Probably indigenous to tropical Asia; an aboriginal introduction into most of Melanesia and Polynesia; a recent introduction into Kiribati. Clump- or standforming, giant perennial herb, up to 5 m tall, with green, often red or purple-browntinged pseudostems (trunks) composed of leaf sheaths; broad-bladed, broadly feather-shaped, bright to dark green, spirally arranged leaves; and a curved, hanging inflorescence turning into compact bunch of large, cylindrical or slightly 4angled, blunt fruit with thin yellow skin (green when immature) and soft, pinkish yellow flesh. Common to abundant in rural garden areas as an intercrop and in home and urban gardens; common to occasional in banana patches near agricultural areas or villages. A major intercrop in many areas, such as Fiji and Tonga, and a traditional intercrop in yam gardens in Tonga; pseudostems used medicinally, to wrap or parcel food, and for small dishes or food platters at feasts; leaves used to parcel food and for covering earthen ovens; green fruit cooked as one of the most important staples in areas of Melanesia and western Polynesia; ripe fruit cooked or eaten raw in desserts, often with coconut milk; an important cash crop sold at urban produce markets and occasionally exported overseas from Tonga.

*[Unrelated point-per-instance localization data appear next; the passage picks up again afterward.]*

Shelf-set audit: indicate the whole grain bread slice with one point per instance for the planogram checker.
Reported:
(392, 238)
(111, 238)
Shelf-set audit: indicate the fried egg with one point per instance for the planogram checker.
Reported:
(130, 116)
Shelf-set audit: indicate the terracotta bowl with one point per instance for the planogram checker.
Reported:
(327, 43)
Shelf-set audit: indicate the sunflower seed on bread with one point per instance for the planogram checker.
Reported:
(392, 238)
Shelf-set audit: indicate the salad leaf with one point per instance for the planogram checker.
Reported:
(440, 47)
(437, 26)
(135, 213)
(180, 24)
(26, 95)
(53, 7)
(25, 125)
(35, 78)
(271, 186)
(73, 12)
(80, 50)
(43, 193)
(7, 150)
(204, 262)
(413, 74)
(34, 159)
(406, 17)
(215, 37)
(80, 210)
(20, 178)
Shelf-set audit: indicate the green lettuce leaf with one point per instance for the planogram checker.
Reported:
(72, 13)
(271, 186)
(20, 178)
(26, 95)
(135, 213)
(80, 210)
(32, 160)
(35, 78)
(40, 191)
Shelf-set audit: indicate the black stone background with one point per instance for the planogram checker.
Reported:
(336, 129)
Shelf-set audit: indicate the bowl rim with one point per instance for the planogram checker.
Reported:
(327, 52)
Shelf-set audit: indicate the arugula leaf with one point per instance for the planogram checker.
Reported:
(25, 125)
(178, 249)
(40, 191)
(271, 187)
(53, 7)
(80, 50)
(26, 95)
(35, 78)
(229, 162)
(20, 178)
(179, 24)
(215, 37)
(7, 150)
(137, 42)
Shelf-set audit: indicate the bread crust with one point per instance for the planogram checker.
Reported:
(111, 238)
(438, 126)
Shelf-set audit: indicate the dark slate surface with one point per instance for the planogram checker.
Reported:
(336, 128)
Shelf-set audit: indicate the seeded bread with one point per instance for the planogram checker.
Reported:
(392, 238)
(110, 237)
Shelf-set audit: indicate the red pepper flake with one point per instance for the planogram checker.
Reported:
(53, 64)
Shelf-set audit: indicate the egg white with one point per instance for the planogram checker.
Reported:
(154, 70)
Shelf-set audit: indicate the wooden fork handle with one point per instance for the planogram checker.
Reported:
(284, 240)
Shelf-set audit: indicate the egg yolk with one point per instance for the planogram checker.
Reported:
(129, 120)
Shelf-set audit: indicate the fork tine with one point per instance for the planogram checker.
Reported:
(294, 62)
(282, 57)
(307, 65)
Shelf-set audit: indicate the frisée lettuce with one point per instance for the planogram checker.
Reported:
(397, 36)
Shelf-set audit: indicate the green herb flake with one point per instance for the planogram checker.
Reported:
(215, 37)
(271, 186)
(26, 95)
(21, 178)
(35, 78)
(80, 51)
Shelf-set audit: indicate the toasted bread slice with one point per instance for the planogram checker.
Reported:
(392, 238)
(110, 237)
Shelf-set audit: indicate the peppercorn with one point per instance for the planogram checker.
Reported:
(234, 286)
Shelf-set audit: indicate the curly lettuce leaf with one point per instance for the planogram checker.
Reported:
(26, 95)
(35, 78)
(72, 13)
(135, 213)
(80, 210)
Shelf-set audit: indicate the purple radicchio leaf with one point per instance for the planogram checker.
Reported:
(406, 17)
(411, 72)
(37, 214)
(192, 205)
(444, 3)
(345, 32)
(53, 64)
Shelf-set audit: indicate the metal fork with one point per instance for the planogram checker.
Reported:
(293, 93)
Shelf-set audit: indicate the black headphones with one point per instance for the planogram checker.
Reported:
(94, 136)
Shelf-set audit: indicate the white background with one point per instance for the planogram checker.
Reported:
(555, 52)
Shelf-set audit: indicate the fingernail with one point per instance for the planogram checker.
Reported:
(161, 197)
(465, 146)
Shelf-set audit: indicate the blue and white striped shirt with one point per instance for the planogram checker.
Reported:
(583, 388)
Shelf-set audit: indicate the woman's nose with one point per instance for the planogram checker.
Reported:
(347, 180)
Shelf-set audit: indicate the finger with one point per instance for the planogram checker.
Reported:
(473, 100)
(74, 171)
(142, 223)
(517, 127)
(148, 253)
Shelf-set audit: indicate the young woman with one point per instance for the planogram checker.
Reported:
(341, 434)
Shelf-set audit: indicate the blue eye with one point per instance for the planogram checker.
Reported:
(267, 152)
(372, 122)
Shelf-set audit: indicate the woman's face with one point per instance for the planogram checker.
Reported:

67. Musa* (ABB Group) Simmonds MUSACEAE
"cooking banana," "plantain," "bluggoe," "blue Java," "ash plantain"
syns. Musa x paradisiaca L. var. hors. "Bluggoe" (M. acuminata Colla x M. balbisiana Colla)

Indigenous to tropical Asia; an aboriginal introduction into most areas of Melanesia, Polynesia, and Micronesia. Clump- or stand-forming, giant perennial herb, up to 6 m tall, with pale green pseudostems (trunks) composed of leaf sheaths; pale green leaves; and a curved, hanging inflorescence bearing large bunches of light green to blue-gray-green, waxy, thick-skinned, angular fruit with a tapering, blunt tip. Common to occasional in rural garden areas as an intercrop and occasional in home gardens; common in border plantings or along paths and roads on individual agri cultural holdings; a vigorous, easy-to-grow clone that seems to grow well in drought prone areas such as the islands off the west coast of Viti Levu, Fiji, and on some atolls. Important traditional supplementary staple in many areas of the Pacific; pseudostems used medicinally, to wrap or parcel food, and for small dishes or food platters at feasts; leaves are among the most favoured for parcelling food and for covering earthen ovens, green fruit cooked as one of the most important staples in areas of Melanesia and western Polynesia; ripe fruit cooked or eaten raw in desserts, often with coconut milk and a favoured fruit and ingredient in traditional puddings (fekei) in Rotuma; a minor cash crop (fruit, pseudostem, and young leaves) sold at urban produce markets.